Асканиец усмехнулся и убрал кошель. Я протянула ему ленту с оберегом. Внутри зашевелилось нехорошее чувство, словно я предавала кого-то важного. Пришлось приложить усилие, чтобы рука не дрожала.
– Если я возьму ленту, мы с тобой обручимся, – насмешливо сказал Колхат. – Так что не серчай, не стану.
Я с облегчением вернула все на место. Хорошо, что в Светлолесье с обменом лентами связан обряд замужества, не пришлось расставаться с подарком Феда.
– А… ты-то, господин… нашел ли то, что искал?
Колхат отстегнул от кафтана булавку и протянул ее мне.
– Нашел, – сказал он. – Если честно, даже больше, чем рассчитывал…
– Что-то не вижу никакого яда. – Я взялась за камень и рассмотрела острие.
– Можешь проверить на ком-нибудь, – отозвался асканиец. – Хотя бы на той надоедливой девице со свекольными щеками.
– Стой! – раздался грозный окрик.
Фед грузно вышел из-за корчмы и заступил дорогу. Его глаза налились темной синевой и едва ли не метали молнии.
– Никуда ты с ним не поедешь, – прорычал он.
– Это не то, что ты подумал…
Я бережно, держа за навершие, подняла булавку, чтобы показать ему и все объяснить, но обмерла: на ярко-алом камне было выгравировано око.
– Нет, – выдохнул Колхат. – Это даже хуже.
Око! Такое же, как у меня на запястьях. Такое же, как знак червенцев… Я с визгом отшвырнула булавку в сторону.

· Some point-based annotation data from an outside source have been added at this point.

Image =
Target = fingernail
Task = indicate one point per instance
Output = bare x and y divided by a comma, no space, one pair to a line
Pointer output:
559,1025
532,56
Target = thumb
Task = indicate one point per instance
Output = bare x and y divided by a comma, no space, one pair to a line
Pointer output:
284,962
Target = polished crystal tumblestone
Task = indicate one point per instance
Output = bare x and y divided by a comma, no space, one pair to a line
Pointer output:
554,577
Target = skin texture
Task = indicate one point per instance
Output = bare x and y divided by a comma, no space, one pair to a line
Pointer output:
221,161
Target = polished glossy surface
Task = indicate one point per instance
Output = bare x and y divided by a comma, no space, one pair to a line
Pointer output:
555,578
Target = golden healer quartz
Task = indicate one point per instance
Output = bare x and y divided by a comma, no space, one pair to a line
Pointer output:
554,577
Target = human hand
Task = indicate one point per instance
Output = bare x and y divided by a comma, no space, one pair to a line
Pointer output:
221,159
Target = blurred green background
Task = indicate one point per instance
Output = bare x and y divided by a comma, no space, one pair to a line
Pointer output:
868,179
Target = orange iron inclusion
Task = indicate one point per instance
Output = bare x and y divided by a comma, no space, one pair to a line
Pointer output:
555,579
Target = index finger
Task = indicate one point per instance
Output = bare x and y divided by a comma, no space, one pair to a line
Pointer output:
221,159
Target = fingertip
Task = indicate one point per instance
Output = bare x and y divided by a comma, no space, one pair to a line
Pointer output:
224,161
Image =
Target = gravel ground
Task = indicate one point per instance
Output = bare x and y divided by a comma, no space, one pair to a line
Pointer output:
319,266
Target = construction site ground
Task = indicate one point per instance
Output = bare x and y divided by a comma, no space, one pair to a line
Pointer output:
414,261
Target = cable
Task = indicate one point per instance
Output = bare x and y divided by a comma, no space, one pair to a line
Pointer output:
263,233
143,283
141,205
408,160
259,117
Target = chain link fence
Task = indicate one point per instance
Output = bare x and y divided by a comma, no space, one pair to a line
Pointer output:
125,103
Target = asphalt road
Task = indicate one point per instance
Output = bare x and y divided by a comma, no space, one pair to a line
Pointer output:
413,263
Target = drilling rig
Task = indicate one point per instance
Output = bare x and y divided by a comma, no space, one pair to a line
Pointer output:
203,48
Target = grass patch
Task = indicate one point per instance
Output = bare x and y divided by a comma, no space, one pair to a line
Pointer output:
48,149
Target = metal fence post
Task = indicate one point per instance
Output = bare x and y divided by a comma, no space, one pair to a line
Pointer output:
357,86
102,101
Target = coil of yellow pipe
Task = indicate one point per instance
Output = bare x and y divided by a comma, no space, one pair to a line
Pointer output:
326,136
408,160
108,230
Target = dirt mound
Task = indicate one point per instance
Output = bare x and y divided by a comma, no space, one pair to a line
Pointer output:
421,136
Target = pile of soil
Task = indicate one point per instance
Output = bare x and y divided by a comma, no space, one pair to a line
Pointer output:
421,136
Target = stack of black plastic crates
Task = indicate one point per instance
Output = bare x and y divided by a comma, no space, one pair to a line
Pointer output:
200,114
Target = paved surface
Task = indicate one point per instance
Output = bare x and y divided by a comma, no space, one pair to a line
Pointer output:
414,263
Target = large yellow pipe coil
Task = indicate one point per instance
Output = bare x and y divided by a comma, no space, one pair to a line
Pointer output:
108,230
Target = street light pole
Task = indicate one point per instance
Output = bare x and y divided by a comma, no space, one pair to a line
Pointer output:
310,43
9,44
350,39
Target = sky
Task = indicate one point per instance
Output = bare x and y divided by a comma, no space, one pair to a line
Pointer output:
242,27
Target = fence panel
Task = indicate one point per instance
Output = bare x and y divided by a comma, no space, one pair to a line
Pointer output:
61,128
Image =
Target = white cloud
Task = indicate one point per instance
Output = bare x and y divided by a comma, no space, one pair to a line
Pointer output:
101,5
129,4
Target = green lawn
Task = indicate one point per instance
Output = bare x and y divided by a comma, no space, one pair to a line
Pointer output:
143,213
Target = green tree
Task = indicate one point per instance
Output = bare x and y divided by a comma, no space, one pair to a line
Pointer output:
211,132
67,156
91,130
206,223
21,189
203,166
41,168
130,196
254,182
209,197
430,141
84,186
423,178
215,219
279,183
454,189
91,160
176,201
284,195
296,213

Эта непростительная глупость могла стоить мне не меньше, чем чешуя аспида.
Ужас мгновенно затопил меня до краев, и я безоглядно рванула в сторону, но чужая рука схватила меня за волосы и потянула.

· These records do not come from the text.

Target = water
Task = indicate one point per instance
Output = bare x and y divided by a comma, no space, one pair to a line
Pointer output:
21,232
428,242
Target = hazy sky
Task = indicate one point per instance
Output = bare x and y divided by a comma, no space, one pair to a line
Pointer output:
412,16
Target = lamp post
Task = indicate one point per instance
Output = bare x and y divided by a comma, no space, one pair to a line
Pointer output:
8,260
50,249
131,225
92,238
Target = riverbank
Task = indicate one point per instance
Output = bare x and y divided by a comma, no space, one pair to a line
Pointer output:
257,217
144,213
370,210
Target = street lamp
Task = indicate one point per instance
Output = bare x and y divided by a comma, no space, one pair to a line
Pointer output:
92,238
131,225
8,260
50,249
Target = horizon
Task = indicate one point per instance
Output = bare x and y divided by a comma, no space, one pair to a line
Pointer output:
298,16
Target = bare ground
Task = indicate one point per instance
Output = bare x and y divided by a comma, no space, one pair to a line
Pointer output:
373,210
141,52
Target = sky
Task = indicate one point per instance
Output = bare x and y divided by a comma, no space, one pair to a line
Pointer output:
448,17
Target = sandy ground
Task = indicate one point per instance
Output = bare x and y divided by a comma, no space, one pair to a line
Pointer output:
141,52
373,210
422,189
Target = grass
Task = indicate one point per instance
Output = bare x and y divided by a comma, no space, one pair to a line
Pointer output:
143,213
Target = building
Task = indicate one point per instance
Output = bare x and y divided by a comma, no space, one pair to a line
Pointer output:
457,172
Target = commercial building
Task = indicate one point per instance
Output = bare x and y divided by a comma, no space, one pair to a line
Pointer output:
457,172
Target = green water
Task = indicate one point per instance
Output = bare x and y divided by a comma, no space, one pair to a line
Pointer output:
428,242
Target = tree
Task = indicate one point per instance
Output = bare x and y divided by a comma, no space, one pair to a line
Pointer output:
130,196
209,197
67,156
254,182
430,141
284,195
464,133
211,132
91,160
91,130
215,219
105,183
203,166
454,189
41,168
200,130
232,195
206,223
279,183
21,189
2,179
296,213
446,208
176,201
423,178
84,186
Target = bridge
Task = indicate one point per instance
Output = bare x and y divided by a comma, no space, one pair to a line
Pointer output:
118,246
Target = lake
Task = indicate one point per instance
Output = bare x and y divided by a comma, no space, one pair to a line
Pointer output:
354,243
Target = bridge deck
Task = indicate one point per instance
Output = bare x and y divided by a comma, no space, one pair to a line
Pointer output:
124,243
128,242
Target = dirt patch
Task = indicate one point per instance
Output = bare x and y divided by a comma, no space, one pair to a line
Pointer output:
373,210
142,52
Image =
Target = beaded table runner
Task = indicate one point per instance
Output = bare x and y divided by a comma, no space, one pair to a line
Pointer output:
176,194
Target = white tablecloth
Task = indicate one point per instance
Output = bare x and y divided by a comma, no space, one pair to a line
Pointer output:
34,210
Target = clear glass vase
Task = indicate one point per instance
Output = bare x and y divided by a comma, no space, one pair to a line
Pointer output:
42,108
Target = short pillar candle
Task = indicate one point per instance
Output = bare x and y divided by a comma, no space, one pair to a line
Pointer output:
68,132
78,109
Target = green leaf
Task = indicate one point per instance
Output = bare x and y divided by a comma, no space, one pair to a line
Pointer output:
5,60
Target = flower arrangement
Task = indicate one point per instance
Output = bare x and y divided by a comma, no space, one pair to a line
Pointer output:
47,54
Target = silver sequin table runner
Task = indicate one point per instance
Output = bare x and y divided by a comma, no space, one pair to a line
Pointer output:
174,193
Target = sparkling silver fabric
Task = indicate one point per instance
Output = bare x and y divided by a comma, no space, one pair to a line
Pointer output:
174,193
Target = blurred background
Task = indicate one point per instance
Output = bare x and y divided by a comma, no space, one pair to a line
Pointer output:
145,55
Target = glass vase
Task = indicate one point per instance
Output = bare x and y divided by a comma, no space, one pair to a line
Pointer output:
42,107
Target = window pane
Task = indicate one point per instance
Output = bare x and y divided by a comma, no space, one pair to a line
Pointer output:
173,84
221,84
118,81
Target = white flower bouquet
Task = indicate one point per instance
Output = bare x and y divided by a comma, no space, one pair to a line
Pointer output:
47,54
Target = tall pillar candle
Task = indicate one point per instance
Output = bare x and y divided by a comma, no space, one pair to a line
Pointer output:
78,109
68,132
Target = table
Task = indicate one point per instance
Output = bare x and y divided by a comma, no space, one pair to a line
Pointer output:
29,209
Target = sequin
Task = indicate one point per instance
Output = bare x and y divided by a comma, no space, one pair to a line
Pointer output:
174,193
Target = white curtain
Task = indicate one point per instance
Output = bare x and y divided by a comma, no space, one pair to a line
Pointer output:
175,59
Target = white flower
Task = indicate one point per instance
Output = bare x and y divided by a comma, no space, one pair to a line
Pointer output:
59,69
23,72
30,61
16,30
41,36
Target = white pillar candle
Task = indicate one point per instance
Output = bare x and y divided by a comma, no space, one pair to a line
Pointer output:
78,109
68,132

Боль разорвала мглу: я видела далекое лицо Феда, утратившее все краски.
– Лесёна…
– Слишком много болтает, – сказал голос Колхата. – Чему вас только учат в этой вашей Обители?

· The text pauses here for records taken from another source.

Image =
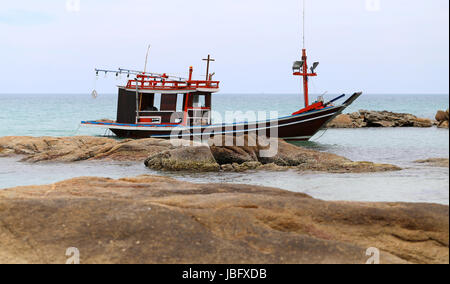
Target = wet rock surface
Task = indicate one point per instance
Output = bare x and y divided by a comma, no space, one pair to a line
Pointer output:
266,154
365,118
261,154
150,219
80,148
435,162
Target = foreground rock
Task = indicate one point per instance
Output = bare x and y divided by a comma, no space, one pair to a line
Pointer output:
442,118
151,219
365,118
267,154
161,154
435,162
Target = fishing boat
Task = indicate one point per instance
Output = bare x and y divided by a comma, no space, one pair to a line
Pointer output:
164,106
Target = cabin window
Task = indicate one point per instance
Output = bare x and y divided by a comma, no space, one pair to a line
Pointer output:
150,102
199,101
180,102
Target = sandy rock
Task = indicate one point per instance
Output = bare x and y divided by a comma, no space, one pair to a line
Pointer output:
198,158
151,219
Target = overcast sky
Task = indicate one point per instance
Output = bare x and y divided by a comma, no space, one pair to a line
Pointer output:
376,46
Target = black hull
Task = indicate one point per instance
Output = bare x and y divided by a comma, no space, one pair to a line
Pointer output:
295,128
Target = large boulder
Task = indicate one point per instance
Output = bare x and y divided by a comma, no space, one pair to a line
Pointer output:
194,159
365,118
150,219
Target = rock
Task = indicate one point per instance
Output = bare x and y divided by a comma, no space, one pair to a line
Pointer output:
342,121
442,119
443,124
435,162
197,158
442,116
151,219
423,122
228,149
365,118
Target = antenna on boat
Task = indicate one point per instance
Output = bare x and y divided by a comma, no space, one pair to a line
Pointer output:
146,59
300,68
209,59
304,8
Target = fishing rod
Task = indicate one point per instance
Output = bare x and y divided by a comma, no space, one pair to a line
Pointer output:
129,72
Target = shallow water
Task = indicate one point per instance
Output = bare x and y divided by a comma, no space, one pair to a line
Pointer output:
416,183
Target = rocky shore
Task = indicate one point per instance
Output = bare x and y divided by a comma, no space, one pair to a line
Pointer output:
442,118
365,118
151,219
165,155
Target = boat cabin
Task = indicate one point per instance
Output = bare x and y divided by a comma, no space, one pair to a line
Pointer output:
160,100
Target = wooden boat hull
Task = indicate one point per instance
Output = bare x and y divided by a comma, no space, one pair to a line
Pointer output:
292,128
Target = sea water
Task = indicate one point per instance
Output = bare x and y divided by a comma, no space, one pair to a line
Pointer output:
60,115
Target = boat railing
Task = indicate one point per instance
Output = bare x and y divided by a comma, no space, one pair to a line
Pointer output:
171,85
199,116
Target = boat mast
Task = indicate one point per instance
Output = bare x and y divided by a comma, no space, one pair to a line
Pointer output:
146,59
302,66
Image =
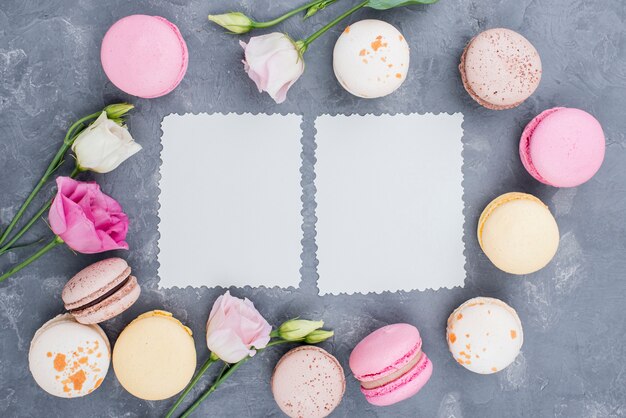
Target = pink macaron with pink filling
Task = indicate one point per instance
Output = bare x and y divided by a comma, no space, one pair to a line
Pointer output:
390,364
562,147
145,56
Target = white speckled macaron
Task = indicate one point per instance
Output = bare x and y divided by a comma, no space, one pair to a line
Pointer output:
500,69
68,359
484,335
371,59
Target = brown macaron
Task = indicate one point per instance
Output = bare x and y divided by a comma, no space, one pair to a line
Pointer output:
500,69
101,291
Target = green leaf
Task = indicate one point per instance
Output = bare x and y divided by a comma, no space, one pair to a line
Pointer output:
317,7
390,4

Должно быть, он ударил меня, потому что я как-то оказалась на земле. В глазах потемнело, то ли от страха, то ли боли, то ли от собственного бессилия. Будто во сне, я увидела, как в ладонях Феда зажегся свет.
– Так-так-так… Неужели это сам Крадущий-в-темноте? Вот уж не думал, что именно этот опустившийся голодранец когда-то наделал шороху среди жрецов, – Колхат говорил с неторопливостью необратимой гибели. Дурнота уже накрывала меня с головой, и мир соскальзывал в нее вместе со всеми красками и звуками.
– Ты не убьешь ее. – Фед по-прежнему стоял на месте, но свет под его руками разгорался все сильнее.
– Непременно убью.
– Ты знаешь, что у нее есть клеймо?
Голос Феда растворялся, утекал, исчезал.
Я не знала, что происходит, мои руки выгнулись вверх, но вместе с тем боль в голове стала слабее. Я резко вздохнула и оглянулась. Свет в ладонях наставника не просто разрастался, а словно загустевал. Таких чар, явных и долгих, мне еще никогда не доводилось видеть. Если Фед тянул время, то ему потребуется много сил, чтобы одновременно и удержать колдовство, и дать ему созреть.
Колхат что-то сказал. Кажется, ругался.
– Одному из вас все равно придется остаться здесь навсегда, – сказал он желчно. – Двоих я не потащу.
– Лучше подумай, как бы самому уйти отсюда целым. – Фед поднял руку с колдовским сплетением – узором из сияющих нитей.
Колхат выставил меня перед собой, как щит.
– А ну брось свое колдовство, акудник! – крикнул еще один голос.
Корчмарь, трясущийся и бледный как поганка, высунулся из окна кухни и наставил на Феда самострел. Колхат крикнул ему что-то одобрительное и, толкая меня в спину, попер вперед.
– Ах вот, значит, как, – злобно произнес наставник. – Если упустишь нас, Томор, тебя самого вздернут!
– Не вздернут, – неуверенно пискнул корчмарь, прицеливаясь.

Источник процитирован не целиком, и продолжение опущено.